Dino Saluzzi: Albores (ECM 2638)

Dino Saluzzi

Dino Saluzzi bandoneón
Recorded February-October 2019
Saluzzi Music Studios, Buenos Aires
Recording engineer: Néstor Diaz
Cover photo: Lisa Franz
Mastering: Christoph Stickel
Produced by Manfred Eicher
Release date: November 6, 2020

Whereas many of us who once painted with fingers as a child moved on to brushes, Dino Saluzzi seems to have ignored that transition. On Albores, an album born of reckoning, Saluzzi renders what Luján Baudino in his liner note calls an “inner landscape.”

“Adiós Maestro Kancheli” opens on a somber note by paying respects to the late Georgian composer, who passed away in 2019. And yet, what we are given is more than a tribute or homage; rather, it is an identity without personhood, a force that animates the spirit of bygone days. Such redemptions of memory are as integral to Saluzzi’s language as sunlight and rain are to crops. The levels of introspection so organically achieved on “Ausencias” and “Íntimo” are what only decades of artistic experience could elicit. Such power of restraint, he reminds us, is foreign to our younger selves. It is the method of a heart that knows only the scrape of life’s cuneiform.

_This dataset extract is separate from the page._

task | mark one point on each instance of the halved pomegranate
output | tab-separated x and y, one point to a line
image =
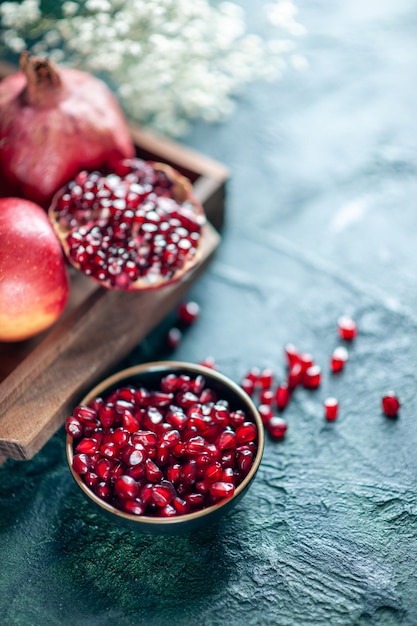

One need only bathe in the waters of “Don Caye” (an ode to his father’s music) to know that if the bandoneón were a film camera, Saluzzi would be one of its greatest living auteurs. “Écuyère” reorients the lens on a larger scale. Its prosaic qualities illuminate characters whose motives, while ancient, feel as familiar as our skins. The same holds for “Ficción,” a more jagged mountain carved by patience. Like “La Cruz del Sur (2da cadencia),” it rises among the very Andes in which it was born.

Hope is most apparent in “Según me cuenta la vida – Milonga,” a language seeking a mouth through which to be spoken. What dances in one moment turns during the next into a forlorn gaze toward a horizon that could have been. And yet, the trajectory that has brought him here feels inevitable. As in the closing “Ofrenda – Tocata,” it has always been inside, waiting to be sung.

Despite its generally slow pacing, there is plenty of verve to discover throughout Albores. Saluzzi’s energy floats just out of grasp so that we are always seeking its next steps. It is also a meditation on the lung capacity of the bandoneón itself. It breathes for those who no longer breathe. It breathes for those who have yet to breathe. It breathes for all who continue to breathe. Hints of light between its buttons are enough to remind us that even as the sun sets where we stand, elsewhere, it is dawn.